Published online by Cambridge University Press: 10 December 2009
The central aim of Hegel's social philosophy was to reconcile his contemporaries to the modern social world. Hegel sought to enable the people of the nineteenth century to overcome their alienation from the central social institutions – the family, civil society, and the state – and to come to ‘be at home’ within them. ‘The project of reconciliation’ is the name I have given to this enterprise. My aim in this book is to explain what the project of reconciliation is.

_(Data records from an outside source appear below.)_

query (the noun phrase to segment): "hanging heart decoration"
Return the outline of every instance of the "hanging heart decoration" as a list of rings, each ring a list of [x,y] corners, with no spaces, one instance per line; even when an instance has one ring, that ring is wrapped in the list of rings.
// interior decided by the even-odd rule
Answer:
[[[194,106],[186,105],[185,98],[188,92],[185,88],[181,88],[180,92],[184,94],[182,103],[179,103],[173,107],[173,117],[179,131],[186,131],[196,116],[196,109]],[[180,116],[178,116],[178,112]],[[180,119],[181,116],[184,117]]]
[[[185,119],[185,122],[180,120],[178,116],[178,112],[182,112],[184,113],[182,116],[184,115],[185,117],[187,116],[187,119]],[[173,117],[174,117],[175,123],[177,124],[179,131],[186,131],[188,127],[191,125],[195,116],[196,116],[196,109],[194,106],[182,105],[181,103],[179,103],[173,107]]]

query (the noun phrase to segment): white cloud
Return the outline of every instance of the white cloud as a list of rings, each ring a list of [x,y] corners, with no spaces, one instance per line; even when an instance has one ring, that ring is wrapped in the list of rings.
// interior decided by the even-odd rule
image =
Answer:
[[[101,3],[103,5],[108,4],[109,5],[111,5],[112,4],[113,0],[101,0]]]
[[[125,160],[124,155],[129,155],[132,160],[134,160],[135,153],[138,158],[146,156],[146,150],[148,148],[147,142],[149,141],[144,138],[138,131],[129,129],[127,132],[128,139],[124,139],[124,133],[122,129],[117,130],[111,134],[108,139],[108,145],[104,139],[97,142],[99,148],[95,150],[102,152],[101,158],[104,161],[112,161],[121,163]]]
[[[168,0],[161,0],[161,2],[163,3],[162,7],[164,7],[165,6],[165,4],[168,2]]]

Hegel's project merits close examination for at least three sorts of reasons. The first has to do with our own cultural concerns – concerns that might equally well be classified as ‘political’ or ‘personal.’ Our social world – the present-day social world of Europe and North America – is a world of alienation (Entfremdung). It characteristically gives rise to the felt experience of alienation. Many people feel ‘split’ from its institutions, regarding them as foreign, bifurcating, and hostile or indifferent to their needs. Many people also feel split within themselves, divided by the conflicting aims of realizing their individuality and being members of the community. Not everybody feels this way, of course, but many do. A felt sense of division and conflict is a pervasive feature of our world. Alienation is a problem for all of us in the sense that it is a problem of our culture. Not the least reason for looking at the project of reconciliation, then, is that it addresses a problem that is – or ought to be – of concern to us.